Companies Cash In on Tax-Credit Arms Race (WSJ)
Companies are finding the new state tax credits especially alluring because many of their biggest federal tax breaks expired at the end of last year. What’s more, an increasing number of the state credits are refundable or transferable, meaning they can guarantee a company cash regardless of the size of its state tax bill.

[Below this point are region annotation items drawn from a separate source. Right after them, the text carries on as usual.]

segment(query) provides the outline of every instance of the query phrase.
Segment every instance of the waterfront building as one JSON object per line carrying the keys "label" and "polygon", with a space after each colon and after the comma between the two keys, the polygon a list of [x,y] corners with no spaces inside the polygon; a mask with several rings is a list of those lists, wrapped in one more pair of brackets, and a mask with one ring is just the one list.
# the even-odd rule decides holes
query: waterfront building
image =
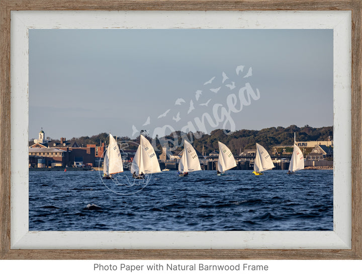
{"label": "waterfront building", "polygon": [[319,145],[306,156],[307,160],[324,160],[333,159],[333,148],[331,146]]}
{"label": "waterfront building", "polygon": [[55,148],[29,148],[29,155],[30,168],[64,166],[69,160],[67,152]]}

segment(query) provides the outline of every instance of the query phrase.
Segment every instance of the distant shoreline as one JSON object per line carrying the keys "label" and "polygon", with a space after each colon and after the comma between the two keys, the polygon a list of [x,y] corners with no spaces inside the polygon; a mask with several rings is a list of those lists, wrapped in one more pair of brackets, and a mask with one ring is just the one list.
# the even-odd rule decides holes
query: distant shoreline
{"label": "distant shoreline", "polygon": [[[333,166],[307,166],[304,170],[333,170]],[[68,171],[103,171],[103,167],[84,167],[84,168],[74,168],[74,167],[56,167],[56,168],[29,168],[29,171],[64,171],[64,169]],[[177,169],[169,169],[170,170],[176,171]],[[126,172],[127,170],[125,171]],[[203,171],[216,171],[215,170],[204,170]],[[238,170],[237,171],[243,171],[243,170]],[[251,171],[251,170],[244,170],[243,171]],[[278,171],[273,170],[273,171]],[[279,170],[280,171],[280,170]],[[286,171],[283,170],[282,171]]]}

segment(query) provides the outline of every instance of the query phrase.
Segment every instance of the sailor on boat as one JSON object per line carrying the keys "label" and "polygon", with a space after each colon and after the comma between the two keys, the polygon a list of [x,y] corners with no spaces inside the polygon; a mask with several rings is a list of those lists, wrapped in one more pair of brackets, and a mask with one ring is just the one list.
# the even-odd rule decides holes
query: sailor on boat
{"label": "sailor on boat", "polygon": [[188,172],[180,172],[179,171],[177,171],[177,174],[180,177],[185,177],[189,175]]}

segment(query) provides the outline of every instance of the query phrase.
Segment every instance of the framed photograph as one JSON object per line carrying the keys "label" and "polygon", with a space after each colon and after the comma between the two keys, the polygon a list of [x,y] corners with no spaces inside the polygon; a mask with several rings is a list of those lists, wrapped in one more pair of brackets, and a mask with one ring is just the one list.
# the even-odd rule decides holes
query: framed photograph
{"label": "framed photograph", "polygon": [[2,1],[0,257],[361,259],[361,6]]}

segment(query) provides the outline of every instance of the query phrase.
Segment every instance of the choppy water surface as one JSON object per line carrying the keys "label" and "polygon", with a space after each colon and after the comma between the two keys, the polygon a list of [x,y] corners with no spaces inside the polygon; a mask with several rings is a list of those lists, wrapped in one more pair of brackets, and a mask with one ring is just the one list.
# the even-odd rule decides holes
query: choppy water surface
{"label": "choppy water surface", "polygon": [[[31,231],[333,230],[333,170],[29,172]],[[86,208],[94,204],[94,210]]]}

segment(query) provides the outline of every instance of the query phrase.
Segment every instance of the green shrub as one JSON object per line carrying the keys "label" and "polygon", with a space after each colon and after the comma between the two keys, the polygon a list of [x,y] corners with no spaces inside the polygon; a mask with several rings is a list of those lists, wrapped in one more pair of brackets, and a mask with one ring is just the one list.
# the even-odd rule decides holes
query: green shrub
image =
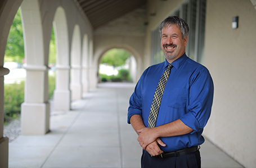
{"label": "green shrub", "polygon": [[55,81],[56,81],[55,72],[52,75],[49,75],[48,77],[48,99],[52,99],[53,97],[53,91],[55,90]]}
{"label": "green shrub", "polygon": [[131,80],[129,71],[125,69],[121,69],[118,71],[118,77],[119,77],[122,81],[128,81]]}
{"label": "green shrub", "polygon": [[106,74],[100,73],[101,82],[106,82],[110,81],[111,76],[107,76]]}
{"label": "green shrub", "polygon": [[5,122],[20,114],[21,105],[24,101],[24,83],[5,85]]}
{"label": "green shrub", "polygon": [[113,75],[111,77],[111,81],[114,82],[119,82],[122,81],[122,79],[120,77]]}

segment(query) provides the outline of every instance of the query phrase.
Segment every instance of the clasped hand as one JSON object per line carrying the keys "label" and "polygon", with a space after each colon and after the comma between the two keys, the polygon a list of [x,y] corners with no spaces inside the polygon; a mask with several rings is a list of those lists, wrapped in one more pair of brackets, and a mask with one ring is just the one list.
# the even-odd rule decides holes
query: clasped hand
{"label": "clasped hand", "polygon": [[165,146],[166,144],[158,137],[153,128],[144,128],[138,130],[138,141],[143,150],[146,150],[152,156],[159,155],[163,152],[158,144],[161,146]]}

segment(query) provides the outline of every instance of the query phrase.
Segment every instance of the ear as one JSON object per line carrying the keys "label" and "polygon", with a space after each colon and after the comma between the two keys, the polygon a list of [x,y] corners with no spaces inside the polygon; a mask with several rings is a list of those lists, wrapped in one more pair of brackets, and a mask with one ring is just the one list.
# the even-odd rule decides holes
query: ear
{"label": "ear", "polygon": [[187,36],[186,36],[183,40],[184,40],[184,46],[186,46],[187,43]]}

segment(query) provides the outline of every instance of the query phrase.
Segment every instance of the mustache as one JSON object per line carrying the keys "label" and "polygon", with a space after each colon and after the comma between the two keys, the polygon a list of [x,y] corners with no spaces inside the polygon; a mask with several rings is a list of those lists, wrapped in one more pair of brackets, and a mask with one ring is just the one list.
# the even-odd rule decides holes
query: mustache
{"label": "mustache", "polygon": [[175,45],[174,44],[164,44],[163,46],[164,46],[164,47],[167,47],[167,46],[176,47],[176,46],[177,46],[177,45]]}

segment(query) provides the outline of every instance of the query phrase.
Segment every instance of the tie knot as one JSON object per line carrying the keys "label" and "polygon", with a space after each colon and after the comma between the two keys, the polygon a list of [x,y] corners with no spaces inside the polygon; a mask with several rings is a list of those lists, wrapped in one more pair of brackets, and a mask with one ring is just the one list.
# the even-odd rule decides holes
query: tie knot
{"label": "tie knot", "polygon": [[171,64],[168,64],[167,68],[172,68],[173,66]]}

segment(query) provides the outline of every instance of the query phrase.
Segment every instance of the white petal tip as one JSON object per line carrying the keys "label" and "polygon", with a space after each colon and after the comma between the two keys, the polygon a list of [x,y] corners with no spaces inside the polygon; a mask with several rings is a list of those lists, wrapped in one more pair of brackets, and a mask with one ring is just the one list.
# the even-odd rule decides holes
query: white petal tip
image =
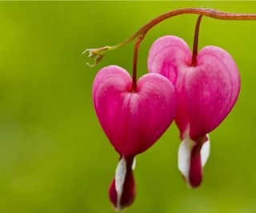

Some 46 states now offer such tax credits through more than 200 different programs, compared with only a handful of states a decade ago, and exchanges are popping up to help businesses trade them.
BofA fined $32M for ripping off charity, retirement accounts (NYP)
The country’s No. 2 lender has now paid a total of about $90 million in fines and restitution for ripping off charities and small business retirement plans through 2011, according to the Financial Industry Regulatory Authority, the self-funded regulator for US brokers. The latest fine from the watchdog group — about $32.4 million on Monday — included $24.4 million in restitution to customers, including small business’ retirement accounts. Merrill Lynch, which was acquired by BofA in 2009, added extra mutual-fund charges for small business retirement plans for five years, even after discovering that it shouldn’t, the watchdog said.
CEO of HSBC’s U.S. Division to Retire This Year (WSJ)
HSBC Holdings PLC on Monday said HSBC U.S. Chief Executive Irene Dorner, a 32-year HSBC veteran and one of the U.S.’s most senior female bankers, will retire this year and be succeeded by Patrick Burke. Ms. Dorner, 59, has been with HSBC since 1982 and was appointed CEO at HSBC Bank USA in January 2010. She became responsible for all of HSBC’s U.S. businesses the following year upon the departure of Niall Booker, another longtime HSBC executive.
Dealbreaker Dramatic Reading Night Is Tomorrow (DB)
Wilbur and other special guests look forward to seeing you there.
Woman Rescuing Cat Stuck In Tree Gets Stuck In Tree Herself (AP)
Authorities in northwestern Pennsylvania say a woman who tried to rescue a cat from a tree ended up needing a rescue herself. Firefighters in Erie say they brought a 28-foot ladder to help Tara Dennis get down from the branches on Sunday. Residents tell the Times-News that they’ve heard the feline crying for the past couple of days. It’s not clear who owns the cat. Dennis says she couldn’t stand by and do nothing. So, she scaled a fence, got on a roof and climbed onto a branch. She reached the animal, which she put in her shirt. But the 21-year-old got stuck as she tried to come down. A neighbor called 911.